Live review: Homewrecker, Voice of Pizza
Jan. 4, 2012
Judging by the balance of people who walked out the door vs. the number who stayed up front and soaked up every note and nuance, Charlotte's Homewrecker hasn't broken the mold of music being a polarizing form of entertainment.
Philip Shive, a former booking agent for the Milestone, has found a way to incorporate his two loves — film and music — under one roof. He shared a few of his short films at a Snug Harbor pizza party on Jan. 4, before a performance from his main custom music outfit, Homewrecker. It's a strange scene to watch people pull out camping chairs and blankets at a music venue.
Although Homewrecker is usually a tight band, a few mishaps showed the band's vulnerable side. The first few songs were flawless, but when progressing into a fast-paced, meticulous, guitar-leading jam, they lost the groove and had to stop, announcing they had screwed up. They attempted it again but failed a second time, all the while radiating a lack of embarrassment for their errors.
The majority of the show was enjoyable and solid. Their strange sound of beach/Gastonia-grunge/garage rock dominated — intriguing some in the crowd while turning others off. Homewrecker is a hit or miss band, driving some people out the door while others remained close to the stage, stoked at what they were hearing. Maybe it's the band's dedication to singing pizza-related songs or maybe it's just their crude demeanor.

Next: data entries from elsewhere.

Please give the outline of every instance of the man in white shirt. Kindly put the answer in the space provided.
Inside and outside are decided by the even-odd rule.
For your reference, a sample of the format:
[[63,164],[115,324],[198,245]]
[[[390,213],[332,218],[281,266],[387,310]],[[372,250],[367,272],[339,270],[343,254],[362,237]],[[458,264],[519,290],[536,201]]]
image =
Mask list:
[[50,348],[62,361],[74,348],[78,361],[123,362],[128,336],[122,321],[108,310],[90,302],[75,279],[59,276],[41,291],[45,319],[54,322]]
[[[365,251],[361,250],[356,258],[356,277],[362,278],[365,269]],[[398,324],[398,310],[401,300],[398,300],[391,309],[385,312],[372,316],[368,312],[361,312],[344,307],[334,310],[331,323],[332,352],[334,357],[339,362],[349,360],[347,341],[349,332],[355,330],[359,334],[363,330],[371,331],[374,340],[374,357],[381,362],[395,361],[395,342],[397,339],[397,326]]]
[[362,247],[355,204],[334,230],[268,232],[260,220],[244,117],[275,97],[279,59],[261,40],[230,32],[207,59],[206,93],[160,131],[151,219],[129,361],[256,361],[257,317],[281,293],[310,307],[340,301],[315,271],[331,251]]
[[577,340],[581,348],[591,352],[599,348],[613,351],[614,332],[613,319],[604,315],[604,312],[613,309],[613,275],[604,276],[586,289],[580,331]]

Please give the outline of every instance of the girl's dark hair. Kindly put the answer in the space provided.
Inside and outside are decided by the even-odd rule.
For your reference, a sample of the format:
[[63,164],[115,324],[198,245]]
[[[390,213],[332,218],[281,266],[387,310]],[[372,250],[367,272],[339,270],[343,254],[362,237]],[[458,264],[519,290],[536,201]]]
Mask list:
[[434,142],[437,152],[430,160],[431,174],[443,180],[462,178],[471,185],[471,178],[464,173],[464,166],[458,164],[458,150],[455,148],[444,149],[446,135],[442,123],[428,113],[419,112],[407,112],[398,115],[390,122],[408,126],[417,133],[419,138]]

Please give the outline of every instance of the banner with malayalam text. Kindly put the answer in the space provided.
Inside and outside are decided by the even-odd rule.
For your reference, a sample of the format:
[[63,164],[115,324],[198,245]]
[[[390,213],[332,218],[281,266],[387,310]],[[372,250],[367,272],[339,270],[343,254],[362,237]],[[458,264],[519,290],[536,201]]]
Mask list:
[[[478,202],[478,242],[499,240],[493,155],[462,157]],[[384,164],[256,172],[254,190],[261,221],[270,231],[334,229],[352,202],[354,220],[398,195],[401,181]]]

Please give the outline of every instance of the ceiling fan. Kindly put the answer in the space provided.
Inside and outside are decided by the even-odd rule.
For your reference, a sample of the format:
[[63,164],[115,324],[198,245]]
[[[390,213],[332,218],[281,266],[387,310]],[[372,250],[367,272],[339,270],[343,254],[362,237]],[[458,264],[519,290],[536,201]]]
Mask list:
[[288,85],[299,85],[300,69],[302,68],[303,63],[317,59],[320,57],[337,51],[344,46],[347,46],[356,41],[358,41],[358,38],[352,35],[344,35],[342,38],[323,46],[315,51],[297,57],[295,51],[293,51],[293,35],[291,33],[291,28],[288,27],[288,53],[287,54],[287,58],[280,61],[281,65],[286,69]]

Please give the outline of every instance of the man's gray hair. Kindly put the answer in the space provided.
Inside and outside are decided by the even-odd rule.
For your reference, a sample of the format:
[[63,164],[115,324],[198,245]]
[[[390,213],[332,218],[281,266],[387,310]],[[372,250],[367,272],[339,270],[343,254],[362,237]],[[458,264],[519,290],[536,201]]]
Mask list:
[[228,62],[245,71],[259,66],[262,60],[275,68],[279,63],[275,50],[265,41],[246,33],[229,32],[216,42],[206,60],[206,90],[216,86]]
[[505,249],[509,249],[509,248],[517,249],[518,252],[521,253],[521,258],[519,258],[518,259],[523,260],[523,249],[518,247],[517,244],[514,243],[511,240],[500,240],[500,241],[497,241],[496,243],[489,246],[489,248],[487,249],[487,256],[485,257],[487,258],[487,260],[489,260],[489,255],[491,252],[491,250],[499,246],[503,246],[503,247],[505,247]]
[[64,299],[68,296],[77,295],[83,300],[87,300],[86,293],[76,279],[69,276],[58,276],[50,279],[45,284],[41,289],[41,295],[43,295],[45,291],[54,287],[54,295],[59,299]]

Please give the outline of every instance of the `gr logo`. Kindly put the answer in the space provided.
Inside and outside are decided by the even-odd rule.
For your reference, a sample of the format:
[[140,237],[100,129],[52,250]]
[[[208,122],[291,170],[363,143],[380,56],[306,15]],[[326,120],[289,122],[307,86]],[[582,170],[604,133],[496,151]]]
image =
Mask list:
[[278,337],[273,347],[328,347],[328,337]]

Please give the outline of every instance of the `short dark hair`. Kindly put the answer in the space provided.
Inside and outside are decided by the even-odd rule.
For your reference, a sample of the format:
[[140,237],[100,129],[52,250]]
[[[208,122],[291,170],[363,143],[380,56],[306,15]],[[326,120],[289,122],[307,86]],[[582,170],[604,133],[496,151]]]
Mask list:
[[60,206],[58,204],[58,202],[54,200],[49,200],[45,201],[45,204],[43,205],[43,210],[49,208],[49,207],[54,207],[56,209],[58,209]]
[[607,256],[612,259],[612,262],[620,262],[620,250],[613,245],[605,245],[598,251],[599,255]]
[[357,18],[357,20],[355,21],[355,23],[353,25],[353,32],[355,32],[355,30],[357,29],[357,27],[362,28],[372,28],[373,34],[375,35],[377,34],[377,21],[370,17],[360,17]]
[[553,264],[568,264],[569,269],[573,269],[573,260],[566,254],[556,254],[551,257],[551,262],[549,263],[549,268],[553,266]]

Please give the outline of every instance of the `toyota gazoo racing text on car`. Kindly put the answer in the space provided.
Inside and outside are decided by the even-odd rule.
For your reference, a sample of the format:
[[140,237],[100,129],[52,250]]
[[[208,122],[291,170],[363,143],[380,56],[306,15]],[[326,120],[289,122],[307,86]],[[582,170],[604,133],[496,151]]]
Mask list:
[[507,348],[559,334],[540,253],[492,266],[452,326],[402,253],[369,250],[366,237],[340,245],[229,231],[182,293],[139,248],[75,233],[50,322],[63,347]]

Regardless, even those who weren't attracted to the music could not deny Homewrecker's original sound. The band is an amalgamation of different styles and while they may have a flair for the unusual, they are creative-minded and talented guys who bring rock 'n' roll to every gig they play — complete with head bangers, disgusted spectators and an “I don't give a fuck” attitude.
What started off as an idea for a public access show, Shive's film and music collective, Voice of Pizza, started off the night by showing KARP (a documentary of the band KARP, centering around the evolution of Olympia's musical rise in the late 1980s to 1990s) followed by a few of his short concert films including documentation of his tour with David Liebe Hart. Shive incorporated music throughout, demonstrating his melding of two art forms — visualizing music through live recordings of shows and accentuating his non-music films through the use of music. Homewrecker followed the films.
See which side of the divide you lay on at their next show, Friday, Jan. 13, at the Milestone with The Menzingers, The Not Likelys, Young and Barren and Old Flings. Chances are, you'll either love them or hate them.